Hey yeah, that's a good idea too, thanks. In that case, the only reason they might, is if, should Yuan still be traded with China by other countries; then to avoid a flood of money into the market dropping china's exchange rate (Respect: as Australia trade relationships would improve if other countries saw a cessation of trade with us under good terms without potential for negative impact in a removal of their currency from our basket in 1 fell swoop... where malice/problems aren't involved and good terms, then a responsible handling of a large reserve base would probably be appreciated), and/or as a value add to the general holdings (diversity of the basket of currencies), Yes. but as you pointed out, not for the actual utility of performing trade, so managing its balance would problibly also become simpler. I.E: they hold gold, but I don't think they exchange gold for anything anywhere directly... well. at least not to my knowledge. Yeah so the airport currency exchange kiosks need to be bought into the loop here or something because the physical cash trade for travelers there is ridiculous.

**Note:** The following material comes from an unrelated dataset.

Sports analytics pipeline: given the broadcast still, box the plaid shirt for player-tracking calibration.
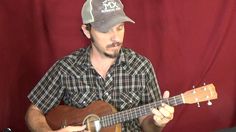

Spreads man, spreads aka "how can I maximise profit when I don't charge a commission"? Punters at airports are a captive market, whether it's FX exchange or a few beers.
Bibi is not happy either. Has decided to annex the West Bank to punish the Palestinians for the ICC decision . Yep, a true war crim.
not surprisingly Biden does not acknowledge this.l..cause he needs to sell more weapons to Bibi….Zelenskyy only can do ‘IOU’ to Biden…pay you later, bro….
Countries that are not members of the International Criminal Court (ICC) include: United States China India Russia Israel Saudi Arabia Iran Iraq Turkey Egypt Qatar Lebanon Sudan (which had notified the intent to withdraw after the ICC indicted former President Omar al-Bashir) Syria This list includes major global powers and influential regional states which have either not signed or not ratified the Rome Statute of the International Criminal Court. The reasons for non-membership vary from concerns about sovereignty, national security, to the perception of the ICC as biased or politically motivated, particularly against certain nations or leaders.
“So many people think that Trump's win means we’re ‘saved’ and that he’s going to rev up the economy and start paying down the national debt. But the reality is that he’s not a sound-money proponent,” Colombo told Kitco News. “His M.O. is to put pressure on the Fed to hold interest rates at ultra-low levels to juice asset prices and create a boom on his watch, as well as ramp up spending to make the economy appear to be booming.” TRUMP wouldnt do this.....
TRUMP's hired MUSK for DOGE, right...? MUSK will shed spending by 80%...just like X, and (cause US fed has no stock values) everything will look good on paper and no stakeholders to explain the spending cuts... all good for TRUMP.